An alternative to the dominant approach that mandates accommodation is universal design for learning. An outgrowth of universal design in architecture -- an effort to make physical environments universally accessible -- universal design for learning is rooted in the principle that all courses should be designed in ways that give all students an equal opportunity to succeed.

Instead of existing courses accommodating diverse learners, classes should be designed from the bottom up to anticipate the needs of all students. Content should be presented in multiple modalities. Students should be provided with guides, glossaries, tutorials, rubrics and, if at all possible, instructional materials in multiple languages. Assessments should take multiple forms.

I have found universal design principles exceedingly helpful as I have redesigned my own classes. But these principles don’t necessarily answer all questions about fairness and equity. For example:

  • The practicality issue: Can we realistically expect all faculty members to redesign all their classes to make them accessible and adaptable for all potential students? If universal design is our goal, then we need to provide instructors with much more support and scaffolding.
  • The consistency issue: Is the fairest approach to give students alternative and optional ways to engage with the material and demonstrate mastery or is it fairer to hold students to the same requirements and expectations? And who should decide this issue -- a faculty member, a disabilities center or the student and the student’s advocates?
  • The inclusiveness issue: Although universal design is intended to meet the needs of students with cognitive and physical disabilities, what about the many other impediments to learning that are related to behavior, personality characteristics, language and cultural background, and life circumstances?

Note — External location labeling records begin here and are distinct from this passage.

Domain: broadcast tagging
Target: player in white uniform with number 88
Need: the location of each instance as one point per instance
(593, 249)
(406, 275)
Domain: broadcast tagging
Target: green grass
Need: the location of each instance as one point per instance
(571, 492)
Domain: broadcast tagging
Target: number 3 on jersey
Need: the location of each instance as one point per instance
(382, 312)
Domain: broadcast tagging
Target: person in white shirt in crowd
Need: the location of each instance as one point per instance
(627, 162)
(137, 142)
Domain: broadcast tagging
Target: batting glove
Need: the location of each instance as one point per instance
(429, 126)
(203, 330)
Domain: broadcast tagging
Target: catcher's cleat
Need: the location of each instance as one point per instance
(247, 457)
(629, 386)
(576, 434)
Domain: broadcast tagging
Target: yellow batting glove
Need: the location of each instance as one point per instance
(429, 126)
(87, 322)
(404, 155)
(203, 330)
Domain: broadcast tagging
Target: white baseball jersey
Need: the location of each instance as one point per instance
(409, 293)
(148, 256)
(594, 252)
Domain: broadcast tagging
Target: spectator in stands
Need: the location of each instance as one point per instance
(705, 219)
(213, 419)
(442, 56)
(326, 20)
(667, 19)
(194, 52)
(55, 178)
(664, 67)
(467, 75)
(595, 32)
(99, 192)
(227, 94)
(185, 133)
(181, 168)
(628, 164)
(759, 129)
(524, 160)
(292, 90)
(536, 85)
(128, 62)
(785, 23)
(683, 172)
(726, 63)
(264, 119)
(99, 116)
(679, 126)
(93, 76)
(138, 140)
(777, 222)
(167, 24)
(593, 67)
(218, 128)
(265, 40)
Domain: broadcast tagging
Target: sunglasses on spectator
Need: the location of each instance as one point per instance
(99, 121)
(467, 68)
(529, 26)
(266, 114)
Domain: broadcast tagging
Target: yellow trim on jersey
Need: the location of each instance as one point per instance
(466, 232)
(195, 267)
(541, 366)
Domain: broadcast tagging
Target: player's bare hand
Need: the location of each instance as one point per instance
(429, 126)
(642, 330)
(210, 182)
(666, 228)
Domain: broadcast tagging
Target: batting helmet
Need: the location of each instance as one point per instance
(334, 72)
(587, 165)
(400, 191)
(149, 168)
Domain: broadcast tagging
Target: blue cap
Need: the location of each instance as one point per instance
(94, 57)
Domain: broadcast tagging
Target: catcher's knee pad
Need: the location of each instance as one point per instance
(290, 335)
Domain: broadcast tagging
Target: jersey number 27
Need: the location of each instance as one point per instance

How can we design courses to meet those students’ needs?
  • The developmental issue: Is the goal of universal design merely to help students succeed academically in individual courses and graduate, or should these goals be part of a more holistic growth plan, with a clear pathway and goal? We must ask ourselves: Are we preparing students with disabilities for postgraduation success?

There is every reason to believe that more and more students are likely to need accommodations in the years to come, especially if, as some speculate, the U.S. Department of Education, Congress or the courts require colleges and universities to automatically accept high school accommodation certification and their individual education plans.

We can go on as we have, or we can try to do better. But that won’t be easy. It will require institutions to:

  • Incentivize instructors to scrutinize their courses; identify barriers to success; reimagine their pedagogies, content and delivery modalities; and consider alternate ways to demonstrate and assess mastery in order to meet the needs of all students.
  • Provide much more support to faculty to design and deliver classes that are truly accessible and accommodating.
  • Give advisers the resources needed to create much more robust and individualized educational plans for students facing learning challenges.

Our current approach -- accommodations -- represents a desultory, perfunctory compromise that allows institutions to meet the letter of the law while demanding minimal effort on the part of instructors. But half-assed isn’t good enough.

The time to fight for fairness and equity for all students facing learning challenges is now.

Steven Mintz is professor of history at the University of Texas at Austin.